Fenghe Zhong

Abstract: High-speed multi-parameter photoacoustic microscopy (PAM) holds immense value in biomedical research, yet its imaging quality is often compromised by noise stemming from limited pulse energy and low average power. This report outlines innovative hardware and algorithmic strategies to enhance imaging quality and throughput in PAM. Firstly, recognizing the constraints imposed by traditional piezoelectric ultrasonic transducers on sensitivity, field-of-view and detection bandwidth due to their size and performance, we adopted a polymer-based micro-ring resonator. This enabled high-speed functional PAM imaging of the living mouse cerebral cortex, facilitating precise tracking and localization of individual red blood cells.
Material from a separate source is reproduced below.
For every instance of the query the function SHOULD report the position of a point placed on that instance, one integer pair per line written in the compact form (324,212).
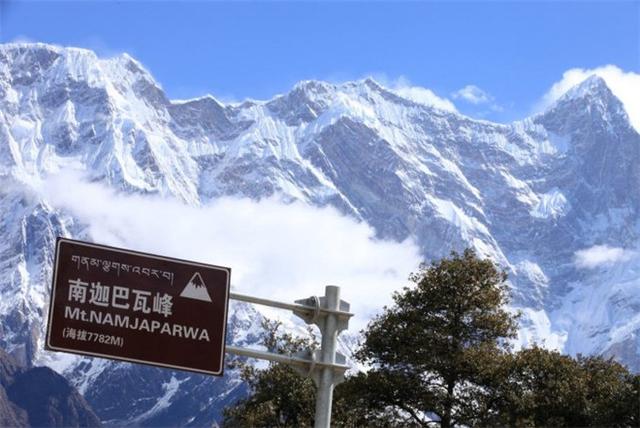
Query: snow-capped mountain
(532,195)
Furthermore, we performed a side-by-side comparison with two-photon microscopy to validate the localization accuracy and achieved super-resolution monitoring of ischemic stroke in the cortical region. Secondly, leveraging the oversampling and continuity of axial signals in 3D PAM, we employed a self-supervised single volume denoising algorithm. This approach significantly reduced the required pulse energy for imaging while maintaining the functional imaging ability (sO2 and blood flow). We achieved high quality imaging with 1/10 of the original pulse energy, thereby mitigating potential thermal damage caused by high excitation power and expanding the application potential of high-speed multi-parameter PAM. The development and integration of these innovative methods will serve as a robust toolset for advancing biomedical imaging.
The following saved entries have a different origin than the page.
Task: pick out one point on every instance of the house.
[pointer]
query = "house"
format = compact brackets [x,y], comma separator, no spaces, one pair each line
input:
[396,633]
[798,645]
Speaker: Fenghe Zhong works as a postdoctoral research fellow at the Huazhong University of Science and Technology. He received his bachelor’s degree from the Huazhong University of Science and Technology, his MS degree from the University of Rochester, and his PhD from the Washington University in St. Louis. His research focuses on functional photoacoustic microscopy and fluorescence microscopy to advance the understanding of brain metabolism.